8.⁠ ⁠Como está sendo participar da Bienal do Livro e do lançamento na Livraria Martins Fontes? O que você espera desses eventos?

Pura magia, sério. A Bienal tem sido/foi um momento incrível. Ver meus leitores e minhas leitoras, abraçar essa gente e ter esse contato cara a cara é muito especial. Ainda é doido ver que algumas pessoas me conhecem e ficam nervosas de falar comigo, mas é um sentimento realmente muito mágico ver que a história tem ressoado. O lançamento da Martins promete ainda mais. Na Bienal nem sempre dá tempo de conversar, especialmente aos fins de semana. Na Martins eu espero que isso seja possível, vai ser legal ver o que falou mais ao coração da galera.

9.⁠ ⁠Você está trabalhando em novos projetos ou livros futuros? O que os leitores podem esperar de você nos próximos anos?

Estou, sim. Não paro de escrever nunca. Essa é a coisa mais difícil, na verdade, escrever e esperar tanto tempo para publicar. Meu próximo projeto se chama Estrelas Perdidas, é um romance bem mais extenso do que 24 Horas de Amor, tem mais do que o dobro do tamanho. É uma história que surgiu a partir do luto, quando perdi meu avô. É um romance também, mas acho que ele trata de questões mais complexas do que amor à primeira vista e essa conexão imediata que trabalhei com o Lucas e com a Ana.
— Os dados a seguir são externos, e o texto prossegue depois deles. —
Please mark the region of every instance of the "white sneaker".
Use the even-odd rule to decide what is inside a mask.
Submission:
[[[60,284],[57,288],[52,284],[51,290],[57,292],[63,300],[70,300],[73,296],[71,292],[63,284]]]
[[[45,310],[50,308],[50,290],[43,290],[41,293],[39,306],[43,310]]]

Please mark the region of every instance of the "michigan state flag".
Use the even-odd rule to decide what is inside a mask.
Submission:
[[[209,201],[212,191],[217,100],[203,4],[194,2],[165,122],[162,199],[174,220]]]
Ele questiona os recomeços que existem em um amor que ficou para trás, quando os anos já distanciaram as pessoas mais do que qualquer distância física, e como nós podemos seguir em frente quando temos tantos fantasmas do passado nos segurando. É um livro sobre o luto, sobre o amor, e sobre como essas duas coisas sempre caminham juntas. Meus leitores podem esperar muito mais livros. 24 Horas de Amor saiu originalmente há dois anos e meu plano, começando agora em setembro de 2024 com o lançamento físico, é publicar um livro por ano durante os próximos 4 anos. Tenho material o suficiente para isso, vamos ver se dá certo. 

10.⁠ ⁠Que mensagem você gostaria de deixar para seus leitores, especialmente para aqueles que são românticos incuráveis?

Tem uma frase que eu amo do Rainer Maria Rilke em que ele diz que o Amor e a Morte são os grandes presentes que são passados para nós e que a maioria de nós nem abre a embalagem. Amor e morte sempre andam juntos, a gente só ama porque somos finitos. Então eu diria para que as pessoas refletissem sobre isso. A melhor forma de ser presente no hoje, pelo menos pra mim, é a falta de garantia de um amanhã. Isso me ajuda a amar mais, a amar de forma maluca, desordenada, desesperada, como se 24 horas fossem mais do que tempo o suficiente para construir uma eternidade de lembranças. E para os românticos que ainda não encontraram o seu Lucas ou a sua Ana: a sua pessoa está chegando. Existe tempo pra tudo nessa vida, como dizia Salomão, aproveite o tempo de ficar sozinho ou sozinha. Quando for pra acontecer, vai acontecer.